This article first appeared in the December 2017 issue of Investor Insights, our fund shareholder publication.
Many people recognize the importance of including a global component in their asset allocation but have questions about the best approach. To learn more, we spoke with John P. Calamos, Sr., the Founder and Global Chief Investment Officer of Calamos Investments, and Nick Niziolek, CFA, Co-Chief Investment Officer and Head of Global and International Strategies.
Q. John, how does Calamos approach the global markets?
John P. Calamos, Sr.: We’ve been investing in non-U.S. companies since the late 1980s, so our process reflects decades of perspective.

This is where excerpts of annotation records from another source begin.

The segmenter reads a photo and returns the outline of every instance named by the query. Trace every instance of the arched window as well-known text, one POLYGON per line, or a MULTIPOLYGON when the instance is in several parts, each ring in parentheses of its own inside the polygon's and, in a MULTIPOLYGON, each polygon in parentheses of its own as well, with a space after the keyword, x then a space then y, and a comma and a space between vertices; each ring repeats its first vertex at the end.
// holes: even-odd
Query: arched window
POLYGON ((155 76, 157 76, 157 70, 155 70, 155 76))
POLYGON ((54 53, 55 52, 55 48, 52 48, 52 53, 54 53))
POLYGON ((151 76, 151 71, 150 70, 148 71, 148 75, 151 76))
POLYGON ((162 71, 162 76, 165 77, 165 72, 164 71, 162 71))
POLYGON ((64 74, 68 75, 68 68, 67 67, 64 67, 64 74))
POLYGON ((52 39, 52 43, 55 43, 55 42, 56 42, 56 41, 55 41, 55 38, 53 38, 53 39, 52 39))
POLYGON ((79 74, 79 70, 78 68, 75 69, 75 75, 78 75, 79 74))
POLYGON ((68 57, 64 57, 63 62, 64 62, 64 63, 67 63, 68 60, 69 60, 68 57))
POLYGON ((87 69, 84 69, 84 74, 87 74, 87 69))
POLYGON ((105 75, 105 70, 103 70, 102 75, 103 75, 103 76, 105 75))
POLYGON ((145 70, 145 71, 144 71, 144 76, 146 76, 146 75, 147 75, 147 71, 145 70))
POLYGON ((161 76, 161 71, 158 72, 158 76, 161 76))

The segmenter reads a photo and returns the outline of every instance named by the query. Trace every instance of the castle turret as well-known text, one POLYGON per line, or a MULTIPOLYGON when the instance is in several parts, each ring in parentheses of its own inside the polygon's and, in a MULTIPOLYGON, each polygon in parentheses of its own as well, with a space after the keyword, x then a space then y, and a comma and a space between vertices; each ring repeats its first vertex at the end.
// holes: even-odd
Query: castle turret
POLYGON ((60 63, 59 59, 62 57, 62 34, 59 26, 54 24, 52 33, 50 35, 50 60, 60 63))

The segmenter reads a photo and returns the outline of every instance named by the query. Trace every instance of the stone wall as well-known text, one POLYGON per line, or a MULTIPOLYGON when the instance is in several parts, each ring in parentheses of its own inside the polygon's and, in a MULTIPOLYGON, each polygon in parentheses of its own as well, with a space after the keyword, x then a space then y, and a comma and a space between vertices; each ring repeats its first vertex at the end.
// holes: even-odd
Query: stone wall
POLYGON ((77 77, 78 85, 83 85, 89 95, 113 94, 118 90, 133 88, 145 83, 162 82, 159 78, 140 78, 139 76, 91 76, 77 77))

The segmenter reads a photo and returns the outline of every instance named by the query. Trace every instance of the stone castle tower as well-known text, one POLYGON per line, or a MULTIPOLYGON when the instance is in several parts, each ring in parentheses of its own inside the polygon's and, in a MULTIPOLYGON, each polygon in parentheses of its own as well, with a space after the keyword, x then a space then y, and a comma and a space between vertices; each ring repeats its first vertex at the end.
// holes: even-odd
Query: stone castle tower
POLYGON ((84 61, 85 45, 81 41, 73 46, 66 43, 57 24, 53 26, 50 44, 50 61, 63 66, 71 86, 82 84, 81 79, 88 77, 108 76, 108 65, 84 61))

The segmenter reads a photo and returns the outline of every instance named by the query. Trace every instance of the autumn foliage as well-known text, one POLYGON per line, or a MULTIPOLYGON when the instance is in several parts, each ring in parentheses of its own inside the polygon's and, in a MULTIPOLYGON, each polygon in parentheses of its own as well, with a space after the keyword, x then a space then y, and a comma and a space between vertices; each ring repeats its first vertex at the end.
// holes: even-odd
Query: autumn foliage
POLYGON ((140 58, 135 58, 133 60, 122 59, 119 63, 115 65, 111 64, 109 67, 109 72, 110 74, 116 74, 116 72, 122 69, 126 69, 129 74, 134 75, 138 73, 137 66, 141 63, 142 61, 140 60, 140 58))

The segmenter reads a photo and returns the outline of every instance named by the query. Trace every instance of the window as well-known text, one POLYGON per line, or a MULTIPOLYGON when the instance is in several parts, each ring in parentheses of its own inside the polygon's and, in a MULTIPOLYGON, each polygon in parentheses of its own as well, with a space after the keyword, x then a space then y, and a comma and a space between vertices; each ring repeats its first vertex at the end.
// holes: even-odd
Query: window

Our global and international funds are managed by a seasoned team that carefully researches companies, industries, economies and long-term societal trends. As part of this research, our team members travel around the world, where they meet with company management teams and gain firsthand knowledge of businesses, as well as broader social and regional trends. We monitor risks in many ways and actively adjust portfolios to capitalize on emerging opportunities.
Our approach differs from passive mutual funds that simply try to replicate a global stock index. Passive funds can’t respond to changes in the markets the same way actively managed funds do, and investors may end up with more downside than they expect.
Q. Nick, the U.S. economy has been growing steadily, and the U.S. stock market has delivered strong returns over recent years. If that’s true, why should investors include—or increase—allocations to mutual funds that invest in the global stock market?
Nick Niziolek: There are exciting growth trends and innovative companies all over the world, and global funds can draw from a wider pool of these opportunities. In Calamos Global Equity Fund (CIGEX), we provide shareholders with access to growth potential in the U.S. and around the world.
This is important because although the U.S. economy may be the largest in the world, it accounts for less than one-quarter of the global economy, and non-U.S. companies already represent nearly one-half of the global equity market. Also, while the U.S. economy is expanding, there are also positive economic trends in Europe and many emerging markets. A number of these countries outside the U.S. are in earlier phases of the economic cycle and may grow faster than the U.S. over the next few years.
Q. Nick, tell us about some countries your team currently favors.
NN: We’ve found many opportunities in India, where economic reforms are creating tailwinds for growth. In my view, media reports often understate the pace and scope of these reforms and overemphasize some of the near-term headaches associated with these positive changes. We’ve visited India many times and have gained valuable perspective from local business owners and executive management teams. At times our optimism about India has run counter to market sentiment, but I believe it has served us well. (See this March 2017 post and this December 2016 post.)
We’ve also identified a diverse group of Chinese companies with compelling fundamentals that we believe can benefit from long-term growth themes, such as the rise of the global consumer. (See this related blog post.)
Q. Would you give us another example of a global growth theme reflected in your positioning?
NN: We believe the expansion of financial technology, or FinTech, can support the long-term growth prospects of many companies around the world. Our enthusiasm for FinTech reflects the insights we’ve gathered in our travels. Many emerging markets are much more advanced than the U.S. in their adoption of FinTech. In China, for example, we’ve seen street musicians put out QR codes instead of passing the hat for donations, and cash is rarely used in local markets.
Q. John, you’ve been investing for 48 years. What closing advice do you have for investors regarding global asset allocation?
JC: Globalization has provided some of the most exciting opportunities I’ve seen during my investment career, and I expect this to continue. However, because investing in global stocks is a long-term proposition, investors should approach global asset allocation strategically.
Don’t try to “time” the market. Over the short term, markets can move up and down quickly in response to events or even just headlines. Investors who respond to this noise by changing their allocations are more likely to get whipsawed and miss the good days. (See these charts for the impact on an investment portfolio when investors miss out on just 5 days of non-U.S. developed markets or emerging markets.)
Instead, work with your financial advisor to develop a strategic plan based on your long-term financial objectives and risk tolerance.